Core to the enjoyment of solving a Portal puzzle is the satisfaction felt at the end of a level. At the outset, everything you need to solve the level is in front of you. The tools are dead simple: two portals. You, your portal gun and your wits (and maybe the occasional Companion Cube or two). As you go along, additional tools are added, but they only serve to enhance the portal principle. Pure satisfaction is yours when you reach the end, feeling like you’re the only person that has ever solved this puzzle in the way you did. It really taps the brainzone where pleasure and satisfaction is registered. As the levels progress, the ideas and solutions build upon themselves until (spoiler alert) you’re opening a portal on the moon. Each step along the way is another accomplishment, success building on another success until you finally make it to the end.

The Legend of Zelda: Breath of the Wild has tapped into that same brainzone for me, to the point that I’m wondering if BotW’s puzzles are better than Portal’s. But why?

In BotW, you have a few more tools at your disposal. The runes on your Sheikah Slate give you more options for solving a particular puzzle, along with your weapons. It’s up to you how you use them, as most puzzles can be brute forced. But solving a puzzle with an elegant solution feels infinitely more satisfying.

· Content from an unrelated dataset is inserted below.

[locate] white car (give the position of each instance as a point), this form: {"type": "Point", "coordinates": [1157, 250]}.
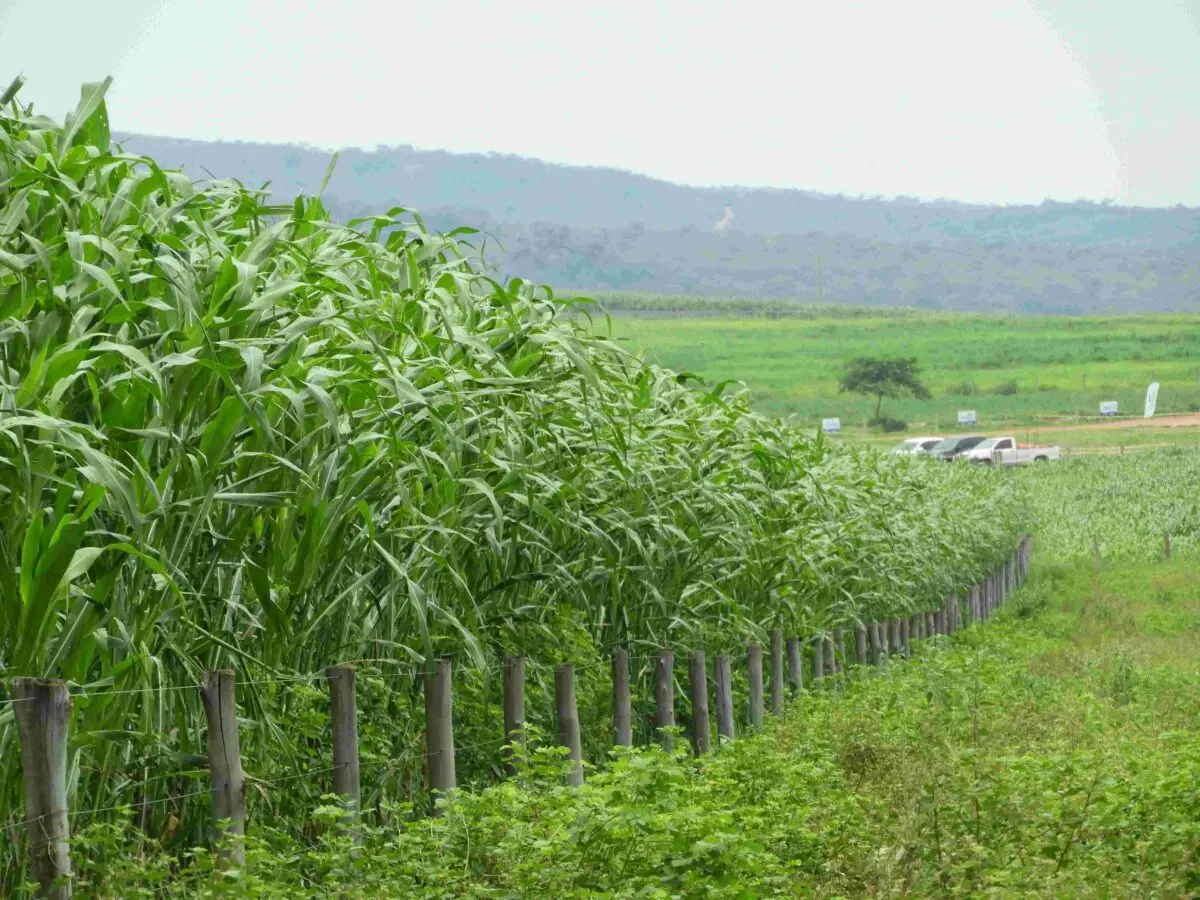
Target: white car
{"type": "Point", "coordinates": [1006, 451]}
{"type": "Point", "coordinates": [915, 447]}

Case in point: there is a puzzle where huge metal balls are tumbling down a sloped surface that is interspersed with blocks and obstacles that impede the descent of the metallic balls (think a giant pinball machine, and you’re half-way there). There is also water falling over the back wall and down the slope. You, being a brute, could use magnesis (the rune that allows you to manipulate metal objects) to freeze one of the pinballs and force it near the end of the slope. But you’ve got to maneuver the huge pinball while avoiding the other pinballs that are tumbling around you. One false move and your precious pinball is going to miss the last obstacle and tumble over the side, with no other pinballs left to manipulate. Brute force is doable, but not easy (and I would assume, not as satisfying). I know it’s not easy because I tried it. Over and over again.

The elegant solution is to use crynosis (the rune that allows you to create up to three pillars of ice out of water) to deftly guide the ball to its destination, gently moving it down the slope into the awaiting receptacle. The solution presented itself to me as I was about to give up after the fiftieth attempt to brute force my way. It was an “a-HA!” moment of the highest order. Elegance in and of itself is a reward. There’s an added satisfaction that you figured out what the level designer had in mind. He deemed you smart enough to eventually figure it out and rewarded your superior intellect with an extra satisfying ding at the end. Your brainzone was touched. You didn’t get an extra spirit orb for doing it “right”. You didn’t get a rupee bonus. The feeling of accomplishment is a reward all its own.

This experience happens over and over again. Some puzzles are easier, some are less elegant, but all end in a feeling of accomplishment.

And that’s not even mentioning the puzzles contained in each of the four Divine Beasts. Not only are you manipulating the physics around you but you are also physically manipulating the level, rotating it or turning it on its side. It’s an added layer that magnifies the difficulty and demands more of the puzzle solver. But again, elegance is found in the solution.

So why am I feeling like BotW’s puzzles are better than Portal 2? I think part of it is the variety. Puzzles in Portal are the game. They are the means that lead to your escape. The puzzles in BotW are both essential (solving the Divine Beasts) and superfluous (you could ostensibly finish the game without completing every shrine). There are also hours of the game spent not solving puzzles. The crafting, exploring and fighting space out the puzzles at a reasonable pace that allows for puzzle satisfaction to come at regular intervals.

So maybe I’m saying The Legend of Zelda: Breath of the Wild is just a better game than Portal 2. Because it is. But in the end, I think the puzzles are superior, too.